However, these antibodies have the property of recognizing not only
phosphoserine but also the adjacent amino acids as epitope. It is
known, however, that kinase function is very substrate-specific and
that the substrate sequences can differ greatly. Therefore
anti-phosphoserine antibodies cannot be used as generic
reagents.
[0024] Perkin Elmer (Wallac) supplies an assay for tyrosine kinases
which is based on time-resolved fluorescence and an energy transfer
from europium chelates to allophycocyanine (see also EP929810).
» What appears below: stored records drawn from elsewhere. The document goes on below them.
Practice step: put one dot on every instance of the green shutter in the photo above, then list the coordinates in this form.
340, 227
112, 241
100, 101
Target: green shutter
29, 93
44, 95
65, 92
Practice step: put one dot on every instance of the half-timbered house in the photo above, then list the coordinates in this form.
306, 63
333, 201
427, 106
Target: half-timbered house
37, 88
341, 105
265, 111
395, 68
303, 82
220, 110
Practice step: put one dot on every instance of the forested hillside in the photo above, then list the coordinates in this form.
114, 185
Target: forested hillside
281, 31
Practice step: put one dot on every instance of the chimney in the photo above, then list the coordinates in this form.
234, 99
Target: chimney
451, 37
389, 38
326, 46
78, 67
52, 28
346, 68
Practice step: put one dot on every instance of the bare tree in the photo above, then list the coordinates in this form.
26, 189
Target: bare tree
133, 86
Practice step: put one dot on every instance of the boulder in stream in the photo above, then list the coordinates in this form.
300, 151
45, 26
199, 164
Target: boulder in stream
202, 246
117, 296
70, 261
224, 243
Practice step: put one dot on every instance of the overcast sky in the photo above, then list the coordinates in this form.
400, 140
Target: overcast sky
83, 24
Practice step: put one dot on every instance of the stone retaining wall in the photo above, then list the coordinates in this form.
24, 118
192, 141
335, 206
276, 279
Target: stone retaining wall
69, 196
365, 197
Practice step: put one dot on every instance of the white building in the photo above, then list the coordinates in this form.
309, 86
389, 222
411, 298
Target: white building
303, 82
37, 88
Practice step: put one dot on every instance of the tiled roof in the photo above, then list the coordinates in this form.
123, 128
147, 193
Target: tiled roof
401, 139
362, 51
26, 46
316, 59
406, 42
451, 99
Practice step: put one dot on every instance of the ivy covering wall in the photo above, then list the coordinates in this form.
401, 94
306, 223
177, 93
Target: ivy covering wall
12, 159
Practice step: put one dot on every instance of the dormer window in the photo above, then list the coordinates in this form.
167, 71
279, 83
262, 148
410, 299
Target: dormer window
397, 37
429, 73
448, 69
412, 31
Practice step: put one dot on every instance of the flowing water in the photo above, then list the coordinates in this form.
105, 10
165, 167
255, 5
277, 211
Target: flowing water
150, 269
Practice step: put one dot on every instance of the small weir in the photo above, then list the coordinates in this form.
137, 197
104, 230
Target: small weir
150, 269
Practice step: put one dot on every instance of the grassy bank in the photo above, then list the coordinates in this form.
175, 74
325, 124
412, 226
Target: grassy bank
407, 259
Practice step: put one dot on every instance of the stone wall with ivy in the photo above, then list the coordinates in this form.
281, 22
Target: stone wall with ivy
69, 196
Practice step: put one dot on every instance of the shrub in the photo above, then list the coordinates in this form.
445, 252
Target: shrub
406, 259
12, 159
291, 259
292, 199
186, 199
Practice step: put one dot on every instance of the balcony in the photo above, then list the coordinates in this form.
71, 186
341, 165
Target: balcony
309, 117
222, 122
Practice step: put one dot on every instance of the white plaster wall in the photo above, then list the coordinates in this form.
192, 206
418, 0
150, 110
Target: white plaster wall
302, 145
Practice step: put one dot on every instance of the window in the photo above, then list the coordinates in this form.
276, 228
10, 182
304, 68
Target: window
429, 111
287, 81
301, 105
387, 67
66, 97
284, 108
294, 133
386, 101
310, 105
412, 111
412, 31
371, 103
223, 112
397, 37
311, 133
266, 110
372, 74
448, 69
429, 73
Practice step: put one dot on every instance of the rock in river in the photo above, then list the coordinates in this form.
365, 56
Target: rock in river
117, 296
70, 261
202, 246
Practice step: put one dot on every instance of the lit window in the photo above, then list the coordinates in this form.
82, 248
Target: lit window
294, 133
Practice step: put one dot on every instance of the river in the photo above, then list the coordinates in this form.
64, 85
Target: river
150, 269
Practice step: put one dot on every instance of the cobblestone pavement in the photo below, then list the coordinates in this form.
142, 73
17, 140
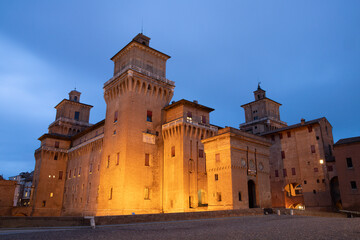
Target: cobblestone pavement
249, 227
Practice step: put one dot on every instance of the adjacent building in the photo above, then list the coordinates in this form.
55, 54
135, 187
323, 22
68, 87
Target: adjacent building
347, 155
301, 160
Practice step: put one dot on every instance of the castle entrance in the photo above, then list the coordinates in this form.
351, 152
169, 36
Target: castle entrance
251, 194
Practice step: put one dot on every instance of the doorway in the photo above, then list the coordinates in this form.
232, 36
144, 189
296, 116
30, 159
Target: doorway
252, 194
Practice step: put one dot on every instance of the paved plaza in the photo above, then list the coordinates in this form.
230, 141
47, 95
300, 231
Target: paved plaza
248, 227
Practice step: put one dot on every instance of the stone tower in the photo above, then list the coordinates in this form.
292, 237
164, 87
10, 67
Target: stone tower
51, 158
261, 115
131, 165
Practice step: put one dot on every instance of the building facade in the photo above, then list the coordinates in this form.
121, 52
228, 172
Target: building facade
347, 155
147, 155
301, 162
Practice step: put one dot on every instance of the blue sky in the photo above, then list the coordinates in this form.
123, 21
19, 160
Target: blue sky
305, 53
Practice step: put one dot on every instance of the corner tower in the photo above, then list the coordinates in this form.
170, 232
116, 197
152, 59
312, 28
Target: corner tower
131, 164
261, 115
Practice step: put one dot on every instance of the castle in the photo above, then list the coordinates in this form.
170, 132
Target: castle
152, 156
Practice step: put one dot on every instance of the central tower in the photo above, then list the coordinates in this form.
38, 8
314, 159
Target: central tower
131, 164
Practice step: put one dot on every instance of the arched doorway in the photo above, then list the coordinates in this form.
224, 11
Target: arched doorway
251, 194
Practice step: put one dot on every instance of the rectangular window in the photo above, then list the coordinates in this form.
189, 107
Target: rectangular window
173, 151
284, 172
312, 148
147, 159
60, 175
218, 196
349, 163
189, 117
217, 157
203, 119
201, 153
115, 116
146, 194
77, 116
149, 116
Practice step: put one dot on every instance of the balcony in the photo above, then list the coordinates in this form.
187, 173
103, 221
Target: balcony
142, 71
196, 121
Here too, due to the use of antibodies, the method is restricted
essentially to tyrosine kinases.
[0025] Recently, Molecular Devices has offered nanoparticles having
charged metal cations on their surface as a generic binding reagent
which is suitable for phosphorylation reactions both on tyrosine
and on serine and threonine. However, the binding reaction is
carried out at a strongly acidic pH of approx. 5 and at high ionic
strength. Binding of the nanoparticles therefore requires the
reaction to be greatly diluted in the target buffer, which, with
total assay volumes of 10 .mu.l in the 1536 format in uHTS, is a
problem. Binding here is also measured by means of fluorescence
polarization.
[0026] As a method of measurement, fluorescence polarization is
relatively complicated and currently does not allow any parallel
measurements of a microtiter plate (MTP). Measuring times for a
1536-MTP would therefore be very long and parallel measurement of
enzyme kinetics would not be possible. Moreover, the method of
fluorescence polarization is limited to very small fluorescent
substrates.
[0027] Kinase activity may furthermore be measured by way of ATP
consumption by means of firefly luciferase or by way of ADP
formation by means of a downstream enzyme cascade. These assay
formats are disadvantageous in that, owing to the indirect method
of measurement, they not only generate greater data scattering but
also have problems with substances inhibiting said cascade
enzymes.
[0028] If phosphorylation/dephosphorylation were able to be
measured directly by FLT detection, then measurement would be more
direct and consequently would contain fewer systematic or random
errors. Moreover, the limitation of some assay formats to tyrosine
kinases or phosphatases would be removed, since a specific antibody
would no longer be required.
[0029] Current Assay Problems:
[0030] In very many cases it is possible to use fluorogenic
substrates containing C-terminal dyes such as, for example,
aminocoumarine for proteases where C-terminal amino acids are
removed. Endoproteases which cut in the middle of peptide sequences
can usually be measured well in FRET assays, with the donor (e.g.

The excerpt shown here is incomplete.